Automating identification of layers from Integrated Circuit pictures from Project5474
The goal of the project is to automatically identify different layers and electrical components from an integrated circuit picture. These layers are the regions filled with metal, polycristaline silicon, and P or N doped regions. They are used to build components like transistors, resistors and capacitors and then joined to make a complex circuit.
The images are from project5474.org, which contains a large number of high resolution images of simple integrated circuits, like single logic gates. These are some examples of the High Speed CMOS family.
Currently the code is divided in two scripts, metal.py
and via.py
, which extracts the desired layer to a folder with it's name. At the beginning of the scripts there are some settings like image filename, number of clusters for k-means and how much to downsample large images. The identification of which k-mean cluster is the desired layer is still manual.
To execute the algorithm first adjust the settings at metal.py
and execute it, then identify which picture is the metal layer at the /metal/
folder. The number of the cluster should be used for the settings of via.py
, which writes it's result at the /via/
folder.
At first we have tried to extract the metal layer, since it is clearly visible as a bright white through all the image. To extract this bright white we initially used the threshold method in the HSV space, in which white has a low saturation and a high value.
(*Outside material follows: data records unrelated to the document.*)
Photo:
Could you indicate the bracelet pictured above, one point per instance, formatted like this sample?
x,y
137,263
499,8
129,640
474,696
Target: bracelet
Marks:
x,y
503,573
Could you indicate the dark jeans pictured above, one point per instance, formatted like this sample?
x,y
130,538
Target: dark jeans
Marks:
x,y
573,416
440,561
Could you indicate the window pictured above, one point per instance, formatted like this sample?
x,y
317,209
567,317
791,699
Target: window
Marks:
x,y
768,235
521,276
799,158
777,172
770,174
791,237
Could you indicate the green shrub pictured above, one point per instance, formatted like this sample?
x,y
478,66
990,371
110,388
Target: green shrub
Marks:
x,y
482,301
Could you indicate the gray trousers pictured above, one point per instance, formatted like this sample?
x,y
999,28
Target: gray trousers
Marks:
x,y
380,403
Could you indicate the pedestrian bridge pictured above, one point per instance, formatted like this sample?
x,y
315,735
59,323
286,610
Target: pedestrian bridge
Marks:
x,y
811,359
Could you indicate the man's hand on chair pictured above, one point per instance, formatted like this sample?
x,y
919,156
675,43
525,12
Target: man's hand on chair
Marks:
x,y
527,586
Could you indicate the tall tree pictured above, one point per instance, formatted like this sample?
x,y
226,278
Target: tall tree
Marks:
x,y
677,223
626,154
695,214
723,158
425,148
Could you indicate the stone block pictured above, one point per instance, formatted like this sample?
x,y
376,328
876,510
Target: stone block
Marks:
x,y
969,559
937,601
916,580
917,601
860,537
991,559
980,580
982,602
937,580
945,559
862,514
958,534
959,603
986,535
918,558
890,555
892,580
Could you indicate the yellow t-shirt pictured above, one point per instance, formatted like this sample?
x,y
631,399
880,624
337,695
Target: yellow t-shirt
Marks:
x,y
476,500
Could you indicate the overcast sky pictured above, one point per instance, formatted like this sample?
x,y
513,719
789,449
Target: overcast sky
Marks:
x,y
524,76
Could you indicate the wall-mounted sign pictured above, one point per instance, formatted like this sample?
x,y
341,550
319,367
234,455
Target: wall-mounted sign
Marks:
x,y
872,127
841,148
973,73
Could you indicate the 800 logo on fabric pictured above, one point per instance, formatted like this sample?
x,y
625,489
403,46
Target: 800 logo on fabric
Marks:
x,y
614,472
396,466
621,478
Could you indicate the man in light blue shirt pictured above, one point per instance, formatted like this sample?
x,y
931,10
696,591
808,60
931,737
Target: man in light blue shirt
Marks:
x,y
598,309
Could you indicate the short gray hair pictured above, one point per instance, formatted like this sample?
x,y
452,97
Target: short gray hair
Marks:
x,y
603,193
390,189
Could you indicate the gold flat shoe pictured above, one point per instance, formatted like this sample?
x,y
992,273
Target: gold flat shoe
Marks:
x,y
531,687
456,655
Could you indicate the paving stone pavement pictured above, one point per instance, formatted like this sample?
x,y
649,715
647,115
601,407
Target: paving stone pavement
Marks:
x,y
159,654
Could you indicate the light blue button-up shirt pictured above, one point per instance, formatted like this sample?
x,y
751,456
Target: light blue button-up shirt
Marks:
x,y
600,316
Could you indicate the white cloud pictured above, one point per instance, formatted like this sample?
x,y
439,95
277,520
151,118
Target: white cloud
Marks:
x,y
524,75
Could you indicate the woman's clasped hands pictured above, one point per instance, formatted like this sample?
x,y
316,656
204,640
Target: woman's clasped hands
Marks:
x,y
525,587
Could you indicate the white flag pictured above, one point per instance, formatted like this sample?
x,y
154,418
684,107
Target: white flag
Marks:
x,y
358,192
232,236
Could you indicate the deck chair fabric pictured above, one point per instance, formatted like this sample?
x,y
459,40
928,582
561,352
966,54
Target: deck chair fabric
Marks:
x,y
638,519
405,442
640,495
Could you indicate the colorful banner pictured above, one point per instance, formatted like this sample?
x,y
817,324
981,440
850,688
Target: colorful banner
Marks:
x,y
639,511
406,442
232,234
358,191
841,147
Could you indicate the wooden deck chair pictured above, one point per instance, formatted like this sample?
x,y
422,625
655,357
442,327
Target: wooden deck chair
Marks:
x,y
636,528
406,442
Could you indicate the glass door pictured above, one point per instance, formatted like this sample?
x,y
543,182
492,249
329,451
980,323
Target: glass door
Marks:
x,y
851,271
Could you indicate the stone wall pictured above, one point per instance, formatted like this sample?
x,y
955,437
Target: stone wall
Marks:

However this method had some visible defects because of the black circles which were present in the image (they are present because of dust particles on the lenses during the lithography process). To avoid them we tried a median filter to get a image without the black circles and then used an union operation with the original extraction to not lose details. The results were not that great so we tried a closing operation to eliminate small elements and holes
To more precisely evaluate these results we used a manual segmentation of the image and look at where it was right and what it missed.
True positive: 20.75 %
True negative: 55.44 %
Correct ratio: 76.19 %
False positive: 0.14 %
False negative: 23.67 %
Incorrect ratio: 23.81 %
With this comparison it is possible to see the results were good for the bigger chunks of metal, but it failed to recognize the metal under the wire bondings (which were black) and some smaller layers. Fortunately it has very low false-positives, which could make an electrical connection that shouldn't exist be present.
The results using threshold were slow because of the median filter and did not had a very good correct ratio. So we tried a k-means algorithm to see how it would recognize the metal layer, the result were still full of holes so we used a closing operation too. The segmentation was much better.
True positive: 27.21 %
True negative: 55.58 %
Correct ratio: 82.79 %
False positive: 0.16 %
False negative: 17.05 %
Incorrect ratio: 17.21 %
There was no manual segmentation of other images, but the metal layer extraction looked ok.
Vias appear as dark rings close inside the metal layer and, since we already got the metal layer, we can use it as a mask to extract the vias. The masked image is then segmented with a k-mean algorithm which can identify the dark regions at the metal layer.
A first try to get the vias is to flood-fill the outside of the image because then only the encircled regions, characteristic of vias, will not get flooded. This set of pixels is then complemented so that vias are 1 and dilated to compensate for border loss during flood fill.
The result is shown in the image below. It is not perfect, but the most visible vias seem to be properly extracted.